Hattingen. Firmenchefs aus Hattingen finden keine Fachkräfte mehr. Vor allem Arbeitskräfte aus Osteuropa wollen nicht mehr kommen. Das hat Folgen für alle.

„Außer Asylbewerbern will keiner mehr nach Deutschland.“

Diese Antwort auf die Frage nach rumänischen Facharbeitern hat Unternehmer Hubert Finkeldey aus Hattingen von einer Vermittlungsagentur erhalten. Das bestätige, „was wir als Unternehmer täglich erleben“, erklärt der Geschäftsführer der HF Beton Stein GmbH. Bauhandwerker und Fachkräfte in der Industrie sind Mangelware - mit Folgen für Kunden.
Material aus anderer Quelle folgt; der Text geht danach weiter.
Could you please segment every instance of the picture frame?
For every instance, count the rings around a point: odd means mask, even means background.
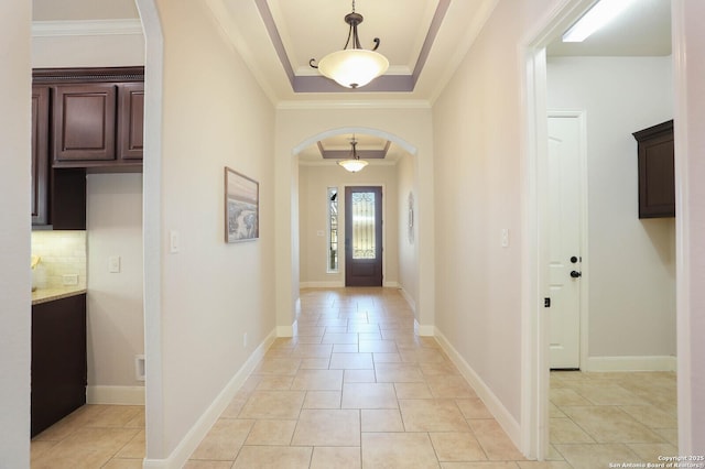
[[[260,183],[225,167],[225,242],[260,237]]]

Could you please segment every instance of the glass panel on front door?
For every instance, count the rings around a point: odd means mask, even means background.
[[[375,193],[352,193],[352,259],[375,259]]]

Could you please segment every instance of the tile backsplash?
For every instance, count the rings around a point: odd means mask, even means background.
[[[65,286],[76,275],[86,287],[86,231],[32,231],[32,255],[41,258],[32,273],[39,288]]]

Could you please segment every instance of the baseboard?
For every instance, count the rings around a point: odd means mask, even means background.
[[[655,357],[589,357],[585,371],[675,371],[673,356]]]
[[[330,282],[299,282],[300,288],[344,288],[345,282],[330,281]]]
[[[435,336],[436,329],[434,326],[422,326],[414,319],[414,332],[416,332],[416,336],[433,337]]]
[[[144,405],[144,386],[86,386],[86,403]]]
[[[275,331],[272,330],[269,336],[259,345],[257,349],[250,355],[245,364],[238,370],[237,373],[230,379],[230,382],[225,386],[220,394],[213,401],[206,412],[198,418],[194,426],[188,430],[186,436],[181,440],[176,448],[166,459],[144,459],[143,468],[145,469],[171,469],[183,467],[191,455],[196,450],[203,438],[208,434],[213,424],[220,417],[223,411],[230,404],[232,397],[242,388],[242,384],[247,378],[254,371],[254,368],[260,362],[264,353],[270,348],[274,338]]]
[[[505,429],[514,446],[521,448],[521,426],[519,422],[438,329],[435,330],[435,338],[448,358],[451,358],[451,361],[455,363],[463,377],[473,386],[477,396],[485,403],[485,406],[497,423]]]
[[[299,331],[299,320],[291,326],[276,326],[276,337],[294,337]]]
[[[401,296],[406,301],[406,303],[409,303],[409,306],[411,307],[411,310],[414,312],[414,316],[416,315],[416,302],[414,301],[414,298],[409,294],[409,292],[406,292],[404,290],[404,287],[400,287],[399,288],[399,293],[401,293]]]

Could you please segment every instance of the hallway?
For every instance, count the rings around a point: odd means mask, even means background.
[[[549,461],[524,460],[392,288],[305,290],[185,468],[592,469],[676,450],[675,375],[553,372]],[[32,468],[138,469],[144,410],[86,405],[37,435]]]
[[[436,341],[414,335],[399,291],[346,288],[302,291],[297,336],[274,342],[186,468],[477,462],[533,467]]]

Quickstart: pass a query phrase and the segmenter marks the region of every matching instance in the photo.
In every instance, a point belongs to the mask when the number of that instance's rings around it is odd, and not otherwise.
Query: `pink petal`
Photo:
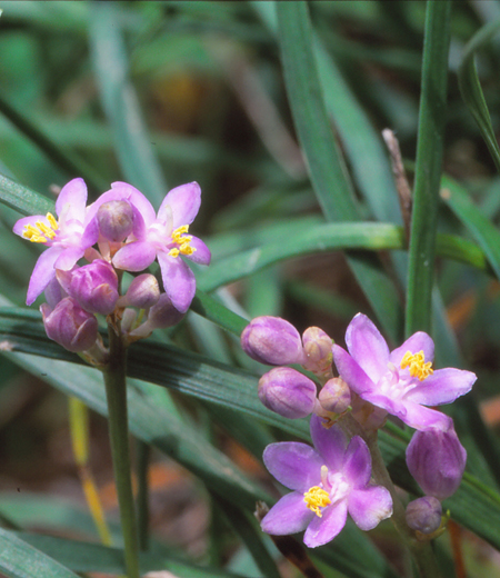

„Als Gründe in dem Schreiben der Vermittler werden die hohen Abzüge in Deutschland, die Steuern, die hohen Mieten genannt“, berichtet Finkeldey. Da blieben die Menschen lieber daheim. Im September bekam er diese E-Mail-Antwort. Bislang hat er immer noch keine Mitarbeitenden gefunden. Dabei sind es zwei bis drei, die er noch braucht.

Hohe Mieten, hohe Abzüge: Arbeiten in Hattingen für Osteuropäer nicht attraktiv

„Wenn ich will, dass Menschen kommen, um hier zu arbeiten, muss ich ihnen ein tolles Angebot machen“, sagt Finkeldey. Er würde sogar bei der Wohnungssuche unterstützen, „aber es gibt ja kaum Wohnungen“. Und die, die da sind, seien teuer. Er hat schon in der Vergangenheit Sprachkurse für Arbeitnehmende aus dem europäischen Ausland bezahlt. Aber inzwischen könne er gar nicht mehr so viel zahlen, um die steuerlichen Abzüge und die hohen Mieten auszugleichen. Auch aus Polen würden nicht mehr so viele Menschen zum Arbeiten im Baugewerbe nach Deutschland kommen.

Menschen außerhalb Europas anzuwerben, lohne sich für Mittelständler nicht, sagt nicht nur Finkeldey, sondern auch Friedrich-Wilhelm Wengeler, Geschäftsführer der Wengeler & Kalthoff Hammerwerke GmbH & Co. KG. Weil er keinen Härterei-Facharbeiter mehr findet, versucht er inzwischen, seinen ehemaligen Mitarbeiter aus dem Versand selbst fit zu machen für den Job.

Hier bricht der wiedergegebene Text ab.